In contrast, among those who were Hispanic or nonwhite and were on antihypertensives, adverse outcomes were seen in 58% (95% CI 43.2-71.8) and the fetal/neonatal mortality rate was 22% (95% CI 11.5-36).
The principal investigator of PROMISSE, Jane E. Salmon, MD, director of the Lupus and APS Center of Excellence and Collette Kean Research Chair at the Hospital for Special Surgery in New York City, pointed out another important contribution of the study.
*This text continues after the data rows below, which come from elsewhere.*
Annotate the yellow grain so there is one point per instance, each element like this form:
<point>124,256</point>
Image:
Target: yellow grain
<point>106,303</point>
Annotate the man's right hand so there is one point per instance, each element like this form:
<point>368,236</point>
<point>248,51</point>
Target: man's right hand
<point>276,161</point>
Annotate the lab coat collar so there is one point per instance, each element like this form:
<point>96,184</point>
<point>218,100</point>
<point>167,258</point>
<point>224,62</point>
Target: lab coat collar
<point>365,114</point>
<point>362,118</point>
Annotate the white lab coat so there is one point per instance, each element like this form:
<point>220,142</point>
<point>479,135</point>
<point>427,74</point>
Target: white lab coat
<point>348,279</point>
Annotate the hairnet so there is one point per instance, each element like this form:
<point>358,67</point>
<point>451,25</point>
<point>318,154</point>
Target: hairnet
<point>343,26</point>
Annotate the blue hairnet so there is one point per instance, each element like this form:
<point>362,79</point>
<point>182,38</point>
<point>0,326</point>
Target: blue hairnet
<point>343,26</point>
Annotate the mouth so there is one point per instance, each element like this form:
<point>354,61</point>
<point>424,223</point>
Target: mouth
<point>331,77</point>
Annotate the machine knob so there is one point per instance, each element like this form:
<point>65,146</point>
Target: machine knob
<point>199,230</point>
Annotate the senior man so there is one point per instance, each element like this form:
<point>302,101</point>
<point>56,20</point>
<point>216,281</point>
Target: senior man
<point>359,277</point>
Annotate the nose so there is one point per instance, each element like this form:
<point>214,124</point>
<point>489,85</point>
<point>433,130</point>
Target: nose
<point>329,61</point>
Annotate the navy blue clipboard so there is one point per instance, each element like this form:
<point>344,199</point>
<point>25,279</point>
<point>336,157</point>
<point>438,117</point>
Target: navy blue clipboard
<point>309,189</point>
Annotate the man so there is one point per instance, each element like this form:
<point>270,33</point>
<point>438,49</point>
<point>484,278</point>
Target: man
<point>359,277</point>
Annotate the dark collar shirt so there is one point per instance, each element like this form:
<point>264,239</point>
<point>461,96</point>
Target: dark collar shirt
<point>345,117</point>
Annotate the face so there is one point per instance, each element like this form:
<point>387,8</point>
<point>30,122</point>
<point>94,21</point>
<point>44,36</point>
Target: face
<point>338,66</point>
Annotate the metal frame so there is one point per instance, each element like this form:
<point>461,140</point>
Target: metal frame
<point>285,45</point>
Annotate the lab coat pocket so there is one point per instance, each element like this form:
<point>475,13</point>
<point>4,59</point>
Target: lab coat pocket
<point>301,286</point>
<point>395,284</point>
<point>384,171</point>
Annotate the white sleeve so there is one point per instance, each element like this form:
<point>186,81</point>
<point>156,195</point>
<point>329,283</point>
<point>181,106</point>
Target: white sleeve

"The ability to anticipate complications and to identify those rare patients who will have serious pregnancy problems early in the course of their pregnancy will enable us to develop interventional trials to prevent these complications. Such trials have never been considered before," she told MedPage Today.
A limitation of the study was the exclusion of women with high disease activity and those with first-trimester pregnancy loss.
The study was funded by the NIH.
Buyon and co-authors disclosed no relevant relationships with industry.
Salmon disclosed support from the the Mary Kirkland Center for Lupus Research and Rheuminations. One co-author disclosed support from the NIH.